Die Autoritätsgläubigen ignorieren dabei, dass sie selbst die Gesellschaft ebenfalls schlimm und nachhaltig schädigen. Wer jetzt nach dem Staat ruft, schiebt die Verantwortung von sich. Würden diese Leute in ihrem Wirkungskreis nicht einfach nur laut nach Repression rufen, sondern ihr Mögliches tun, damit sich ihr Umfeld verantwortungsbewusst verhält, dann hätten wir eine Gesellschaft in der es sich gesund und gut leben lässt.

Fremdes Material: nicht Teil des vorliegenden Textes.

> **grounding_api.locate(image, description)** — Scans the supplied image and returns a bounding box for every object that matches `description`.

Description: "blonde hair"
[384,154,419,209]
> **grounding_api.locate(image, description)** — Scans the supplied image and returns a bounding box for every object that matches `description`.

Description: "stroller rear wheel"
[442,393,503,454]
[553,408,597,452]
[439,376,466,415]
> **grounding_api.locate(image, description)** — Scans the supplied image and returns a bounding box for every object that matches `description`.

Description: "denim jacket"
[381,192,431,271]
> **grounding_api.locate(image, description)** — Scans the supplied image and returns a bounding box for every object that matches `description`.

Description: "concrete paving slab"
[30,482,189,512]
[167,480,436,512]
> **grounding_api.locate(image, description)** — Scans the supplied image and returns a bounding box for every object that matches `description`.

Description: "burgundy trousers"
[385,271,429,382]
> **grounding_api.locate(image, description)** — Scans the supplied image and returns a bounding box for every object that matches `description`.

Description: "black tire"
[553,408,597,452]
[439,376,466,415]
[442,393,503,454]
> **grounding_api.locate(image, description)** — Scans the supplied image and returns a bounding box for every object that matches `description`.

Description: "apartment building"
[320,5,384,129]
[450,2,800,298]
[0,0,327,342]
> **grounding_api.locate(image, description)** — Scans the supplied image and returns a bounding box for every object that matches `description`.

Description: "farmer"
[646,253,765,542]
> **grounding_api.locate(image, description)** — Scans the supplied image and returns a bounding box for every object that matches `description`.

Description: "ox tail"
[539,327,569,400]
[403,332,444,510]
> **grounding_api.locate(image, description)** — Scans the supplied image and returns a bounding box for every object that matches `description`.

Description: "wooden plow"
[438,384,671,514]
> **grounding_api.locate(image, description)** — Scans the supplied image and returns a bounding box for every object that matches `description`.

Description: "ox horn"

Während ich an diesem Text feile, erreichen mich zwei Webtipps, die gut zum Thema passen: a) ein Interview mit dem Soziologen Bude auf Zeit Online: „Als hätten viele noch nicht kapiert, worum es geht“ (https://www.zeit.de/gesellschaft/schule/2020-03/corona-krise-folgen-neoliberalismus-gerechtigkeit-solidaritaet-heinz-bude ) und b) ein positives Szenario für die Zeit nach Corona https://www.zukunftsinstitut.de/artikel/im-rausch-des-positiven-die-welt-nach-corona/
Bleibt positiv – gestimmt und nicht getestet!